Note: Wisconsin already had a very progressive schedule of tax rates. The bottom 60% of taxpayers at the state and federal combined levels pay no taxes. Repeat; zero.
It’s unlikely that the Republican legislators and the Democratic governor will want to go deeper than the already deep tax cuts for 2021-2023. It’s no surprise, though, that there are plenty of places to put the windfall dollars.
Some will undoubtedly be directed into the state’s “rainy day fund” – the prudent reserve against the inevitable down years for tax revenues. The delta variant could be such a shock on the economy. The reserve is already at a high point of $1.5 billion.
Beyond that, our political leaders could do some make-up calls for important economic stimulus proposals that dropped to the cutting room floor in the just-passed budget. Examples:
- Expansion of the engineering schools at both UW-Madison and UW-Milwaukee got chopped from the UW System budget submitted by interim UW President Tommy Thompson. He was decidedly not happy about the short-sightedness of the budgeteers; he knows that engineers are people who drive existing companies forward and launch job creating start-ups. They reinvent the lagging Wisconsin economy. Note: every UW engineering graduate gets quickly scooped up for good paying jobs, and they are still in short supply.
- The same goes for the graduates in health care disciplines at UW Milwaukee. Again, these are good high-pay jobs in a sector that accounts for 20% of Wisconsin jobs. Despite growing enrollment, Gov. Evers’ staff side-lined the expansion of a health care campus at UWM where the old Columbia Hospital used to be. It got whacked from the biennial budget without explanation. It never got to a vote in the Joint Finance Committee. It was a bi-partisan deletion.
- Also on the cutting floor – for no good reason – was a program to mentor struggling students for a bachelor’s degree. Moon Shot could be brought back to life with $10 million from the unexpected surplus.
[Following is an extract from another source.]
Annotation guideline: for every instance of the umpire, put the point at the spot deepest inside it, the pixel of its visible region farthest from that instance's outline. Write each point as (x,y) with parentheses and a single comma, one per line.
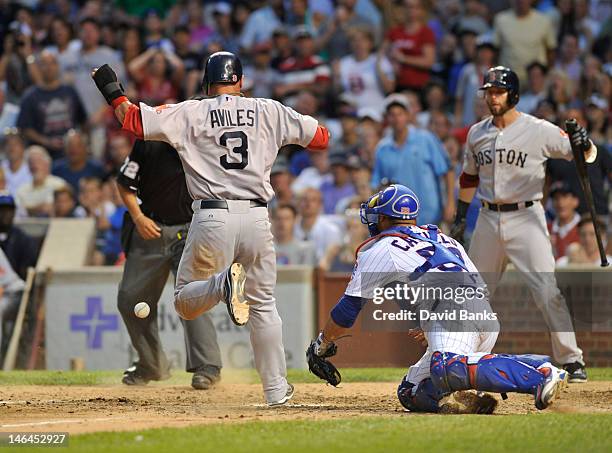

- The protection of the Great Lakes took a major hit in the short-sighted budget compromise. The governor and Republican legislators chopped the creative proposal for a multi-campus initiative called the Fresh Water Collaborative. With a hub at UWM, water scientists across the UW campuses would attack glaring issues facing the world’s largest trove of fresh water. We need to know a lot more about the rising water levels and floods of recent years. We need to figure out a solution to the quagga mussels that line the floor of the Great Lakes and destroy invaluable fish food chains. How do we tackle phosphorous runoff from farms? Who is going to do that work if not the University of Wisconsin? The collaborative got meager funding of $2.5 million in the approved budget. Thompson had asked for $12.5 million. An added $10 million is an easy fix given the windfall of taxpayer dollars. You know what the taxpayers would say: spend the money on our precious Great Lakes. They would support a new Great Lakes research ship to replace UWM’s ageing vessel. Half the $20 million for the new “Maggi Sue” has already been donated.
There is clearly no shortage of initiatives across the state to improve the prosperity, economic equity and quality of life in Wisconsin through measures that didn’t make the 2021-2023 budget.
Many others will be lined up for their pet projects and some might call the deleted projects pork. I call them good investments in the future of the state. Tax cuts aren’t the end-all, be-all for a healthy state.